Honestly, it makes me a little squeamish to write all of this out. But in our current times of heightened interest in racial justice, it seems irresponsible not to outline the ways in which I, as a white person, have benefitted from these systems.
The Flip Side
The reality that many others face is quite different. Due to systemic racism, Black, Indigenous, and other people of color have the odds stacked against them in ways that I’ve never experienced. To name a few:
- Home ownership can be extremely difficult to obtain thanks to rampant discrimination.
- Learning about and applying to assistance programs can be very onerous, especially if English is not your first language. (Or if you have a low tolerance for bureaucracy after the system has repeatedly failed you.)
- Working one part-time job is just not an option for many when there are mouths to feed and bills to pay (and the consequences of missing just one payment can be dire).
- Generational wealth is not a given the way it often is for white folks.
- For people facing exhaustion from demanding, physically strenuous jobs, as well as dealing with day-to-day impacts of racism like constant micro-aggressions and denials of your humanity, it can be extremely difficult to come home and have any energy to create a well-balanced meal from scratch.
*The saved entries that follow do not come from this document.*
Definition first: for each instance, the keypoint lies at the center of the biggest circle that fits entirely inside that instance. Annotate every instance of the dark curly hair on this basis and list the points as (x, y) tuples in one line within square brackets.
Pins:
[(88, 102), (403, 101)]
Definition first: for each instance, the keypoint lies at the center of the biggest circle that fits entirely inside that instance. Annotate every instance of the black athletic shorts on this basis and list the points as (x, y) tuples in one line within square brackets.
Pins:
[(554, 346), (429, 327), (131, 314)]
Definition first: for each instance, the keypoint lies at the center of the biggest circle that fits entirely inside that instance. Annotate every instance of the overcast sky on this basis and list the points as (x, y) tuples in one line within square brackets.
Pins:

- “Disadvantaged” neighborhoods and people of color are often targeted by junk food and soda companies, as well as fast food chains, who aggressively market their products to these communities, sometimes using incredibly misleading tactics to make their products look like healthy choices.
What You Can Do
If you enjoy the privilege to choose to “eat clean,” and especially if you are white, please do what you can to help remove barriers so others can restore their own relationships with food. This doesn’t mean barging in with a savior complex assuming that you know the best way to fix their problems. Instead, listen to what communities need and work alongside them, using the avenues your privilege affords you to help make their vision a reality.
It’s important to note that food justice is racial justice, and focusing on dismantling racism and white supremacy is key. If it becomes easier for BIPOC folks to find well-paying jobs, if they no longer have to worry about incarceration, unstable housing, and other basic survival needs, that can free up precious time, energy, and mental space to restore food to the place where many want it to be: a source of joy and community.
So let’s keep on fighting to make things better. To paraphrase a statement I saw on a sign at a recent march: let 2020 be the year that the world ended, and we built a better one.
Have you worked out a way to make food a central part of your life despite the obstacles? Have you found some concrete ways to help with food access or food justice in your own community? Share your ideas in the comments!